Why have so many countries been unable to fully adopt a market economy? The answer is complex, but there are certain basic conditions that must be met for an economy to become free and prosperous. Two that are non-negotiable are private property and the rule of law. Without these a market cannot exist. An educated workforce, low taxes, and minimal regulation are also helpful.
But there is another element that is crucial but often overlooked—it is what has been called “social capital,” specifically the existence of trust. Francis Fukuyama makes this case in his 1995 book Trust: The Social Virtues and the Creation of Prosperity .

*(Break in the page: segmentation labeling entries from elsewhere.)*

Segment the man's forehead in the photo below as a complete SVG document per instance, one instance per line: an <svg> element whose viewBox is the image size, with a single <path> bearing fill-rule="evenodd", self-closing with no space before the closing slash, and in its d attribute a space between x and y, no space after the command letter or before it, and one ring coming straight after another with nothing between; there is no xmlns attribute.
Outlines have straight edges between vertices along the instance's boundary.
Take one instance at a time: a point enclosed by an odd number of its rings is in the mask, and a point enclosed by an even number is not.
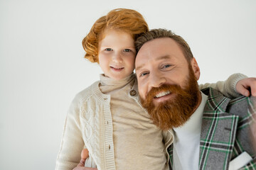
<svg viewBox="0 0 256 170"><path fill-rule="evenodd" d="M137 62L137 64L135 64L135 69L136 70L141 69L142 68L145 67L145 65L147 63L149 63L150 62L152 62L153 63L155 63L155 62L157 62L157 61L169 60L169 59L171 59L171 58L172 58L171 55L168 55L168 54L164 55L159 55L159 56L155 55L155 56L152 56L150 58L146 57L146 56L145 56L144 60L142 60L142 61L141 61L141 62L139 61L139 62ZM139 59L138 60L139 60ZM146 62L145 62L145 60Z"/></svg>

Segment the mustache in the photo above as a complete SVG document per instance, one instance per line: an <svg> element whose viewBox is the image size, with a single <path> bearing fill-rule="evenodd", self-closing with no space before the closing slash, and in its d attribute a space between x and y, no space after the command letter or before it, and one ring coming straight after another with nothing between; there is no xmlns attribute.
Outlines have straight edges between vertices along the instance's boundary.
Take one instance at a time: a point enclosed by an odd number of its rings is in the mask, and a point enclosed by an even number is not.
<svg viewBox="0 0 256 170"><path fill-rule="evenodd" d="M169 91L170 94L181 94L183 93L183 90L181 86L178 84L164 84L161 85L159 87L152 87L152 89L149 91L149 93L146 96L146 100L151 101L156 96L157 94L164 91Z"/></svg>

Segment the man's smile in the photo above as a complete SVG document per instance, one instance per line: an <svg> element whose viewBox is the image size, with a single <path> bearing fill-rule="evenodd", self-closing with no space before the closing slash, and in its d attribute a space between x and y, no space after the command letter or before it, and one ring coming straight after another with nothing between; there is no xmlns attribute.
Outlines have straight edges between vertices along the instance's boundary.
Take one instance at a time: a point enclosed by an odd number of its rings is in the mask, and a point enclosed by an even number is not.
<svg viewBox="0 0 256 170"><path fill-rule="evenodd" d="M156 94L154 98L160 98L160 97L162 97L164 96L166 96L166 95L168 95L168 94L169 94L171 93L171 91L161 91L161 92L159 93L158 94Z"/></svg>

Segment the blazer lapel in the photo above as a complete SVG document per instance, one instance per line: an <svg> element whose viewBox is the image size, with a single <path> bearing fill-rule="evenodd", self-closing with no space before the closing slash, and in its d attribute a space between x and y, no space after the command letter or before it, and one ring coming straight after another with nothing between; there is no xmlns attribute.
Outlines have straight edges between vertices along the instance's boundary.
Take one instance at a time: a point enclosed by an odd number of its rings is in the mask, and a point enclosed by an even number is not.
<svg viewBox="0 0 256 170"><path fill-rule="evenodd" d="M227 169L234 146L238 116L225 113L230 99L210 88L202 120L199 169Z"/></svg>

Why are trust and social capital so important for economic success? In a modern economy based on ideas, organization, and technology, a key element is human interaction—and here trust is essential. If a culture places importance on virtues that help create prosperity—honesty, fairness, personal responsibility, the importance of hard work, and respect for law—it creates an atmosphere of trust, which engenders spontaneous and voluntary collaboration and creates the conditions where business and entrepreneurship can flourish. If these virtues are not esteemed, or if trust exists only within familial or tribe relationships, it is difficult to organize and create businesses, and there is a greater need for the state to organize and maintain order.

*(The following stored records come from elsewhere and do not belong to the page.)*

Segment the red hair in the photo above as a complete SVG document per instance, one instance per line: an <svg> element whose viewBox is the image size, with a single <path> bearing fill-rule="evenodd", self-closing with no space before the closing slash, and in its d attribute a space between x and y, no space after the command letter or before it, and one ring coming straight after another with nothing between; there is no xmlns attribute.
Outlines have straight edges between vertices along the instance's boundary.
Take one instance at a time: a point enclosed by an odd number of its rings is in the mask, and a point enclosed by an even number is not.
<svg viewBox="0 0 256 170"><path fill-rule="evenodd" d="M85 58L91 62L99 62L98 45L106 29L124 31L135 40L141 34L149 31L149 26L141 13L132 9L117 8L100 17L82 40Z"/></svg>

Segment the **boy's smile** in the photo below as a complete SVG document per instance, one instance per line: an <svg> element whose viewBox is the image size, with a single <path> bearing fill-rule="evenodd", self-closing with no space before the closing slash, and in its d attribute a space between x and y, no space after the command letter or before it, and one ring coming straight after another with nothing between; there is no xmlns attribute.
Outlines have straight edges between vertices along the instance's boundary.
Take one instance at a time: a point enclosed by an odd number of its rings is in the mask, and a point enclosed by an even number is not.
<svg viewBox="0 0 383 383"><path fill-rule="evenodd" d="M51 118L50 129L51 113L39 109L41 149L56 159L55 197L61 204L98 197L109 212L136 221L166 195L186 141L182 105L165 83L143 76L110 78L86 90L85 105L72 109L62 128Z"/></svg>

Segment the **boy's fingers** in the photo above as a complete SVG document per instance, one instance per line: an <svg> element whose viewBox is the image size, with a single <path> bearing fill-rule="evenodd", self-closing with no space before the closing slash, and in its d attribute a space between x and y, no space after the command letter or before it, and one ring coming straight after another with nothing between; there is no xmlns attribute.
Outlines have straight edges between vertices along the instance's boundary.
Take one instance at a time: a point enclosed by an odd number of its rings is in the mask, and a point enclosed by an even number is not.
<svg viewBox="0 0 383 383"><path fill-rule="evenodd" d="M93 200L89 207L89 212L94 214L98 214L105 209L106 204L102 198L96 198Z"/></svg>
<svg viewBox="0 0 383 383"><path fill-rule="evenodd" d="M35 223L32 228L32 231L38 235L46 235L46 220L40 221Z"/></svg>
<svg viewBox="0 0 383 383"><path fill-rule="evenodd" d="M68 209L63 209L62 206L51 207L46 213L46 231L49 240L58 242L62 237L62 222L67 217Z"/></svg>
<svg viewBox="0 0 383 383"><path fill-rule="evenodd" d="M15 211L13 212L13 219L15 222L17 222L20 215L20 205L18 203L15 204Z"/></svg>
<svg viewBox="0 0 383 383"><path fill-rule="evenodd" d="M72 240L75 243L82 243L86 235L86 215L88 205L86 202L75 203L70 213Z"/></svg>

Fukuyama gives the U.S., Germany, and Japan as examples of high trust societies, which explains their large private sectors and much of their economic prosperity. France, Italy, and Latin America on the other hand are “familistic” societies where trust outside of kinship is quite low. A country without a high degree of social capital finds it more difficult to collaborate and organize complex enterprises. Where trust is lacking, the cost of doing business increases and opportunities are lost.
Fukuyama argues that while the neo-classical model of economics is generally correct, it ignores the importance of culture—and I would add religion and a proper vision of the person. But while modern economists often miss this area, the classical economists from the late Spanish scholastics in the fifteenth and sixteenth centuries to Adam Smith understood that a market was composed of human persons acting together. The scholastic theologians and philosophers developed modern market price theory in the context of ethics and moral theology, and while not explicit, Smith presupposed a Christian society of shared values as the foundation of the market economy. His famous butcher, baker, and brewer example, meant to illustrate division of labor and the positive power of self interest, only works, of course, if the butcher knows that the baker is not a scoundrel. If the baker is not to be trusted, the cost of doing business increases. The butcher has to hire a lawyer to make sure that a contract is right, spend extra time and money reviewing the order, and possibly appeal to the legal authorities for recourse.
All of these are what economists call transaction costs. The higher the transaction costs, the higher the cost of doing business. But there are other losses that are hard to measure but no less real. Low trust and higher transaction costs mean more lost opportunities altogether. Widespread entrepreneurship cannot flourish in a society where trust is lacking because the risk is increased.
Ten years ago Fukuyama warned that an increasingly individualist and litigious America would weaken its long-term economic possibilities. A sustainable free market cannot rest on an ethical framework that makes truth relative and exalts individualism. A society composed of “economic man” who cares for nothing but himself and his own consumption cannot long support a free economy. Strong families and a network of voluntary social relationships such as churches and service organizations are needed to maintain the social and organizational fabric of the free society.
Many view America as an individualist country, but as Fukuyama (and Tocqueville before him) correctly points out, this is historically incorrect. While they are anti-statist, they are in fact more communal and collaborative than the French, Italians, or Canadians, engaging in more voluntary associations and private charities. America is a land of entrepreneurship and private enterprise not because it is composed of atomistic individuals but because of Americans’ propensity to trust one another to solve their problems and not to rely on the state to do it for them. An individualist and relativist America would not long be a prosperous one.
Social capital is also important for business ethics. A culture that values the social virtues results in decreased infringements because there are entire networks of relationships and shared values that frown on such behavior, creating an atmosphere of positive peer influence, which is more effective than the law—an outside authority.
Fukuyama has a powerful argument that requires our attention. Those cultures with high levels of trust have an economic advantage. In other words, economies benefit if the market can rely on the virtue of its participants.